Honestly though, you guys are tripping me out talking about the price :tongue: When something comes along that offers this many benefits, it's worth it. I don't remember anyone complaining about the $40 STS, which is super cheap to make. BTW, the rest isn't heavy, or light. It's about the weight my Muzzy ZE was. Hey, if you have any questions just ask, or search for air-rest. I posted a link to the Mathews board a while back. A few other guys over there have tried it and liked it too. I expect it will be even better in the future, but for now I already choose it over any drop-away (just sold my muzzy ZE).


----------



## 2005Ultramag (Apr 3, 2005)

Call me a skeptic then, but you can't defy gravity without creating drag.


----------



## TailChaser (Aug 13, 2005)

Actually, the rest would pushes the arrow perfectly forward as it's released, just the opposite. I'm an electrical engineer so I have a pretty good understanding of how it works.


----------



## ChariotDriver (Dec 7, 2004)

I have been thinking of this same concept for the last year.
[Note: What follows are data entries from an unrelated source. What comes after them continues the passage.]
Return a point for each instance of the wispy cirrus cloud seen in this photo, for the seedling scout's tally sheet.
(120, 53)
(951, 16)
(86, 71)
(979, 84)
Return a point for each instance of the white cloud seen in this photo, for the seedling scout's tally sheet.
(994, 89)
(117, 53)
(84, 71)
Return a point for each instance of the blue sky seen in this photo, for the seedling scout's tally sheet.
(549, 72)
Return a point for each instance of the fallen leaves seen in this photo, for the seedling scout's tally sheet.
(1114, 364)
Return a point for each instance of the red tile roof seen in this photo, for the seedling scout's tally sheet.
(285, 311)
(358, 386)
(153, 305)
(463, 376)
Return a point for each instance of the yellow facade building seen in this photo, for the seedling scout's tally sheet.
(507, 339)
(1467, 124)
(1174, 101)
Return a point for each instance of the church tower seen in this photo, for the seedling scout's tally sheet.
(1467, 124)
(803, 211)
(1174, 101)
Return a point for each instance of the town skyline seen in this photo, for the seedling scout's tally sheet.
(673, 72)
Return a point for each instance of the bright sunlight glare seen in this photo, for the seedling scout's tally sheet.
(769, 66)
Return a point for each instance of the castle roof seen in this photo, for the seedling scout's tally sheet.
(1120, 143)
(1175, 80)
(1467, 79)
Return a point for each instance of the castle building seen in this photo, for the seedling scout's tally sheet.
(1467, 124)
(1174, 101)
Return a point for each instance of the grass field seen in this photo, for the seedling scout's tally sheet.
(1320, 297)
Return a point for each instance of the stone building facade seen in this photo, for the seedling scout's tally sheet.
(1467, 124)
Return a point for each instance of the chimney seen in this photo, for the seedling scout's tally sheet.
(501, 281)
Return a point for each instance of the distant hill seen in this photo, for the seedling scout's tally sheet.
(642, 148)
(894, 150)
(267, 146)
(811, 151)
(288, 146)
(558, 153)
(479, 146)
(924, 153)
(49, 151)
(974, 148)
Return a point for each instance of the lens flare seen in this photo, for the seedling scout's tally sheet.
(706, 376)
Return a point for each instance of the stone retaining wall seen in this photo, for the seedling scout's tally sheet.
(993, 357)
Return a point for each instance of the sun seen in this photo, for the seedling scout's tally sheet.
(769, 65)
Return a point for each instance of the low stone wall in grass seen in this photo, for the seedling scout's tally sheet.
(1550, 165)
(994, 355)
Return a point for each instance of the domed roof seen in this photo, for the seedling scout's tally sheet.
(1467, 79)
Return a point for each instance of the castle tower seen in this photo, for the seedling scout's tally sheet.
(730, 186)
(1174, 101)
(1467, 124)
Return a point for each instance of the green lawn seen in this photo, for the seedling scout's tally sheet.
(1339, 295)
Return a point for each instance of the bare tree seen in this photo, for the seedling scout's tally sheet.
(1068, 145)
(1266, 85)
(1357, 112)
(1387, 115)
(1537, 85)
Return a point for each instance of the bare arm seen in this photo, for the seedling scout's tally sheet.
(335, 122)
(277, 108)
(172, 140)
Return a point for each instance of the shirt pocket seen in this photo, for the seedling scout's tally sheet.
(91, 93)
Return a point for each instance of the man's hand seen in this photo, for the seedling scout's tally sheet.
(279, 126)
Glad to see that they have been working on it for more thant 2 years, or I would have been mad at myself for not moving forward with the idea.
Makes me want to move forward on some of my other ideas now.
I know that electronics are not allowed on P&Y, wonder if this would qualify?


----------



## ChariotDriver (Dec 7, 2004)

I use the Mag-Nock system and was wondering if this Rest pulls forward on the arrow, or does it push back when fully drawn?
As the Mag-Nock has a slight "attraction" to the arrow I'm wondering if this would pull the arrow off the Nock.


----------



## andy_smaga (Sep 27, 2003)

I think the magnock will not be able to keep the arrow on the string because during the draw cycle you will have a moment where the arrow will get forward attraction. But I didn't try.


----------



## Predator (Jan 18, 2003)

They say it doesn't work well with carbon arrows as they are too skinny and aren't very permeable for magnetism. If they can't make it work for carbon this rest will never stick - almost everyone shoots carbon these days.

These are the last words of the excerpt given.